This time the general almost did break down, but with an iron will he controlled his body, his expression, his voice, and his entire being. “That is not a city. That is a ruin. Ai, God. My dear wife.”

The words sparked connections in her mind. What had bewildered her came clear. The peninsula was covered not by rocky terrain and fallen stones but by a vast city so huge that she had not recognized it for what it was. Its walls ringed the shoreline. Double walls made a skirt across the headland. What splendor these ruins might once have possessed she could only guess at. They were too big to comprehend, and the extent of the destruction staggered her because it made no sense. She traced the distant lines that marked the ground but could not measure palaces, churches, houses, or stables in the jumble. From this distance she saw nothing she could recognize as rooftops, no spectacular domes, only stair steps of tumbled stone in heaps and mounds that she had at first mistaken for natural formations.

Surely this was an ancient ruin. Not even the gale wind could have destroyed so much and on such a scale. It was difficult to grasp, much less hold onto, their grief. It all seemed so remote, no more than an idea they had all long clung to.

“A wave drowned all, so we have been told,” said Lady Eudokia. “How can any wave be large enough to overwhelm the city? It must have been some other thing, a spell perhaps, rising out of Jinna lands. Rising off the sea.”

“Look there!” said Bysantius, pointing.

A gauzy mist was rising off the strait. Wisps of fog wafted up out of the ruins as the breeze blew in off the sea. Fog rose every place there was water. It seemed the ruins were awash, because the mist thickened, poured upward, and advanced inland toward their position as a wall of white like a towering wave off the sea. It swallowed the ground, the view, the sky.

“God save us,” muttered Bysantius, but he held his position.

General Lord Alexandros drew his sword.

“Leave off,” snapped Lady Eudokia. “Put me down, you fools. Bring me my chest. Let me see what I can do to dispel this unnatural mist.”

No natural mist moved in such a manner. Hanna twisted to look behind her. Men backed away, making signs against evil. Her ears popped, and the few dogs remaining among the army began barking. As the fog advanced on a strong wind off the sea, the beasts tucked tails between legs and ran. Their fear, like a shower of arrows, struck throughout the ranks.

“Hold fast!” cried the general.

“Shit!” swore Bysantius.

“You clumsy fools!” swore Lady Eudokia, her voice cracking with anger as one of her eunuchs lost his grip on the chest and it spilled to the ground.

The fog swept in. Between one breath and the next they drowned. Not in water, but in a veil of concealment so thick that she could no longer see the general or the exalted lady. Even the head of Bysantius’ horse swam in and out of view. A tinkling of bells teased her ears, then faded.

Once, years ago, in the custody of Bulkezu, she had seen an opening and bolted, but he had caught her, of course. Of course. Yet why be ruled by fear, as were those bawling and shouting around her?

She saw her chance.

She pushed back over the mare’s rump, slid down, and landed as Bysantius called out sharply.

“The prisoner! The Eagle!”

She dared not run for the sea, not knowing what had destroyed the city and what might still lurk under the waves or on the far shore.
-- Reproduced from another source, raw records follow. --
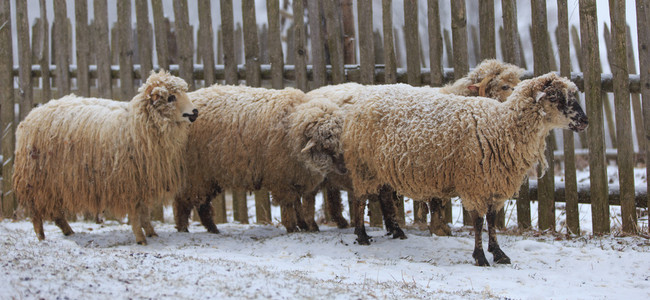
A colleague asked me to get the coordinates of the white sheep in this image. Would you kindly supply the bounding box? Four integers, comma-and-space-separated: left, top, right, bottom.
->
174, 85, 345, 233
342, 73, 588, 266
13, 71, 198, 244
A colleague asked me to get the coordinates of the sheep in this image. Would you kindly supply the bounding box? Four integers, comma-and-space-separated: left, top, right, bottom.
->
341, 73, 588, 266
174, 85, 345, 233
13, 71, 198, 245
303, 59, 524, 234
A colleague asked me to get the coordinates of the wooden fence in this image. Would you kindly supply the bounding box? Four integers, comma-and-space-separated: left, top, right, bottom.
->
0, 0, 650, 233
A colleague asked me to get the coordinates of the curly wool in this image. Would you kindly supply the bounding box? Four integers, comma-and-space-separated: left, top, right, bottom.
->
342, 74, 575, 215
13, 71, 189, 218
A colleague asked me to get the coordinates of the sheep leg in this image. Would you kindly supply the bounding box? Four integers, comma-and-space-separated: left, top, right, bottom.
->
325, 187, 350, 229
53, 210, 74, 236
140, 205, 158, 237
199, 198, 219, 233
174, 196, 192, 232
302, 190, 318, 232
350, 198, 370, 245
429, 198, 451, 236
470, 211, 490, 267
379, 185, 406, 240
32, 210, 45, 241
129, 202, 147, 245
486, 207, 510, 264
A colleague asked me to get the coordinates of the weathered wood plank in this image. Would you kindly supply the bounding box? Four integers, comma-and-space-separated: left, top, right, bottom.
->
609, 0, 637, 233
579, 0, 610, 234
174, 0, 194, 90
16, 1, 34, 120
266, 0, 282, 89
381, 0, 397, 84
293, 1, 309, 92
427, 0, 444, 86
557, 0, 580, 235
93, 0, 112, 99
0, 1, 16, 218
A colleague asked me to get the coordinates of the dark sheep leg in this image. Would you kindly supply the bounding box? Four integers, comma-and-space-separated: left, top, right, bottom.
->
486, 206, 510, 264
470, 211, 490, 267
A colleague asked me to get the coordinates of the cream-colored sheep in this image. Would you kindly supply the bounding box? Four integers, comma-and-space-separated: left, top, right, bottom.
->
174, 85, 345, 233
342, 73, 587, 266
13, 71, 198, 244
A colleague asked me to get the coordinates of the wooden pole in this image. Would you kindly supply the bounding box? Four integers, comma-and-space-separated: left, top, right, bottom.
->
579, 0, 610, 234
She ran south instead, knocked into soldiers before she saw them, shook loose and kept going before they realized what hit them. She tripped once, three times, ten, but her bruised shins and aching elbows goaded her on. This time she would escape. This time it would be different even if she died in the wilderness or was hacked to death by angry Arethousan farmers.

That thought gave her pause enough to come panting to a halt, adrift in the fog with a sparse grove of trees around her, gnarled and low like the ubiquitous olives. She heard the clamor of the army behind her, surging as would the ocean in a storm as waves strike higher rocks and disintegrate into spray.
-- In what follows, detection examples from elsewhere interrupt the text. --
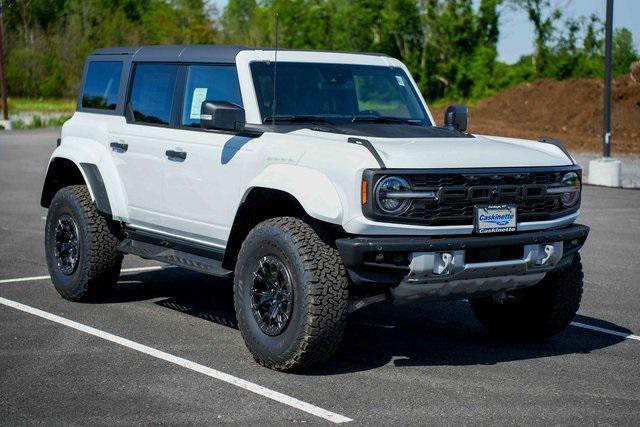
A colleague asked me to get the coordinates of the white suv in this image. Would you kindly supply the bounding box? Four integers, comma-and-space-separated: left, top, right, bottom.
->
41, 45, 589, 370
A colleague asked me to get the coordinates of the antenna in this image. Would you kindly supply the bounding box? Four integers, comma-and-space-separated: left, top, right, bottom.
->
271, 13, 278, 126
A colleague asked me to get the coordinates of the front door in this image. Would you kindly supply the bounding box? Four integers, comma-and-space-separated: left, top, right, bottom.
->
162, 61, 251, 247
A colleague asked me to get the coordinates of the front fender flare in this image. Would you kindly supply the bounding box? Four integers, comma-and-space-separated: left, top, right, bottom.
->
242, 164, 343, 224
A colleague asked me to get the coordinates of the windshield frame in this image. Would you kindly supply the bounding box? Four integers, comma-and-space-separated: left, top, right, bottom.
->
236, 54, 435, 126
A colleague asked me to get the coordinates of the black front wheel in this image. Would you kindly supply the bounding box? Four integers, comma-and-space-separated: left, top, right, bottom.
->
234, 217, 349, 371
470, 254, 583, 339
45, 185, 122, 301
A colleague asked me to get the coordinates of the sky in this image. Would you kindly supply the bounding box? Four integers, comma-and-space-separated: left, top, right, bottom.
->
212, 0, 640, 64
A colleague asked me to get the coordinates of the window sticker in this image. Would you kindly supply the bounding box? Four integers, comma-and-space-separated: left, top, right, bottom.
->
189, 87, 207, 120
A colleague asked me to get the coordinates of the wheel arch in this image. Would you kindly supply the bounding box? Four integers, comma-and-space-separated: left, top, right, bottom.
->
40, 157, 112, 216
222, 187, 341, 270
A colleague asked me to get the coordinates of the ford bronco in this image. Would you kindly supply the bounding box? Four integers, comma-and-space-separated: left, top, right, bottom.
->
41, 45, 589, 370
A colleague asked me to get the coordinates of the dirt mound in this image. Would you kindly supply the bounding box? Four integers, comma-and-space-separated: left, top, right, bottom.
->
434, 75, 640, 154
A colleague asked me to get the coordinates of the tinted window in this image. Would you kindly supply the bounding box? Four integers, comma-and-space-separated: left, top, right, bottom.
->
82, 61, 122, 110
182, 65, 242, 127
129, 64, 178, 125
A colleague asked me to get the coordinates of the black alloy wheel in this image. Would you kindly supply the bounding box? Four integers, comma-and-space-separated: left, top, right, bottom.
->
54, 214, 80, 276
251, 255, 293, 336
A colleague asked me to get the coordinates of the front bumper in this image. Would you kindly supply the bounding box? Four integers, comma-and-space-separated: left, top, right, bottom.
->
336, 224, 589, 299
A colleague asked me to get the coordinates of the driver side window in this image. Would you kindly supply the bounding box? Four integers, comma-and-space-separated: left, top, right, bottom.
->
181, 65, 242, 127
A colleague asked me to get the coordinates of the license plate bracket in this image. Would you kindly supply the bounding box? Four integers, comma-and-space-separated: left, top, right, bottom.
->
474, 205, 517, 234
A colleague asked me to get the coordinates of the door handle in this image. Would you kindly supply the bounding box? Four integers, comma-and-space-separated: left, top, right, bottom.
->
164, 150, 187, 160
109, 142, 129, 153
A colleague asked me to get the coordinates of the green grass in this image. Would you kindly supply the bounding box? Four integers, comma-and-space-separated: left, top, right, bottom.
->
2, 97, 76, 115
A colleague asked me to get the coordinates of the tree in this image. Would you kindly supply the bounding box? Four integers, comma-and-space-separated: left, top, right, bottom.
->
511, 0, 562, 76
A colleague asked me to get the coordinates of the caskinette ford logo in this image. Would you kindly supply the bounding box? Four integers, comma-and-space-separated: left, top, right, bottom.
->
478, 213, 514, 225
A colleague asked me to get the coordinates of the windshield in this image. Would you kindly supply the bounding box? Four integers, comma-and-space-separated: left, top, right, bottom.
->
251, 62, 431, 125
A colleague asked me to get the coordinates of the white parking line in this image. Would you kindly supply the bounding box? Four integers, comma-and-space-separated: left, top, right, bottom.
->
571, 322, 640, 341
0, 265, 174, 284
0, 297, 353, 423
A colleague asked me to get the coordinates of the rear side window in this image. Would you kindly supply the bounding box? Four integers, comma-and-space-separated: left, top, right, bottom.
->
182, 65, 242, 127
82, 61, 122, 110
129, 64, 178, 125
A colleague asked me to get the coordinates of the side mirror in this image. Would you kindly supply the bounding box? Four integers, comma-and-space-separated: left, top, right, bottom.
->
444, 105, 469, 132
200, 101, 245, 131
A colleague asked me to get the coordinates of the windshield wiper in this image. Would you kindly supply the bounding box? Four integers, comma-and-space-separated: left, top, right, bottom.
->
262, 115, 335, 125
351, 116, 422, 126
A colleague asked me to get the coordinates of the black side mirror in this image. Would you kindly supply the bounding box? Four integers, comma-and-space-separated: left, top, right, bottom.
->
200, 101, 245, 132
444, 105, 469, 132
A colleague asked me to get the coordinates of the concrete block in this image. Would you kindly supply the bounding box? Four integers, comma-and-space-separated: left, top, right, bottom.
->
588, 157, 622, 187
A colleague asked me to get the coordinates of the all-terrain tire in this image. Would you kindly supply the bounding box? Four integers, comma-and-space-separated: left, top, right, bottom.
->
470, 253, 583, 339
234, 217, 349, 371
45, 185, 123, 301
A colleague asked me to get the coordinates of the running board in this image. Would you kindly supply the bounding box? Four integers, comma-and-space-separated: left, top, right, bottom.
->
118, 238, 232, 277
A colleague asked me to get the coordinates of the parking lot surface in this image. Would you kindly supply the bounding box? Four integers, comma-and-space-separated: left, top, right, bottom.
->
0, 130, 640, 425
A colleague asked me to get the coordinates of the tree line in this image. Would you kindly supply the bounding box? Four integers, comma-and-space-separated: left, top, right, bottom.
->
0, 0, 638, 101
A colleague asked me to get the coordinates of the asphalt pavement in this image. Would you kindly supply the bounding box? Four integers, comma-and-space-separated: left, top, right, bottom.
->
0, 129, 640, 425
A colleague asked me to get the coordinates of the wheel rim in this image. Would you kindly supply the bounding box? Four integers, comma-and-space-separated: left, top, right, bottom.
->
54, 214, 80, 276
251, 255, 293, 336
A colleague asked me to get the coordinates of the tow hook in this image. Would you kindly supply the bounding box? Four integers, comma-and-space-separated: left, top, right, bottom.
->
349, 294, 389, 314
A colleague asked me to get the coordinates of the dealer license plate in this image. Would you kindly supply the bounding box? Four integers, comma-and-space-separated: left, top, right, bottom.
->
475, 205, 516, 233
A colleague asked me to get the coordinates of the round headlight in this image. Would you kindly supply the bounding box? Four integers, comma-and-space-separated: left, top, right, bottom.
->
560, 172, 580, 208
376, 176, 411, 215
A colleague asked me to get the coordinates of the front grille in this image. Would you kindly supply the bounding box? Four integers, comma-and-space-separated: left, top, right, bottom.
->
364, 168, 578, 226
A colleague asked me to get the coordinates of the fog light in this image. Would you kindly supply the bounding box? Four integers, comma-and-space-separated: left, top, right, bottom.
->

“Form ranks! Form ranks!” cried Sergeant Bysantius, his voice ringing out of the fog. Yet she sensed no body near to hers. That he sounded close was a trick of the weather.

Maybe it wasn’t so wise to wander alone, chained, and foreign in a land so notoriously unforgiving to strangers. Beware Arethousans, so went the saying. They were treacherous and deceiving, liars and heretics. But they had fed her, and the sergeant and her guards had kept her safe from those who would have been happy to assault her. She stumbled forward until she lurched into a tree, and sagged there with leaves and twigs tracing the contours of her back as she tried to catch her breath. The damp air chilled her lungs. She heard a nagging chimelike sound, as though her ears were ringing. As though her mind and heart were overwhelmed and dazzled. The choice seemed impossible: give up her freedom and live, or run and die.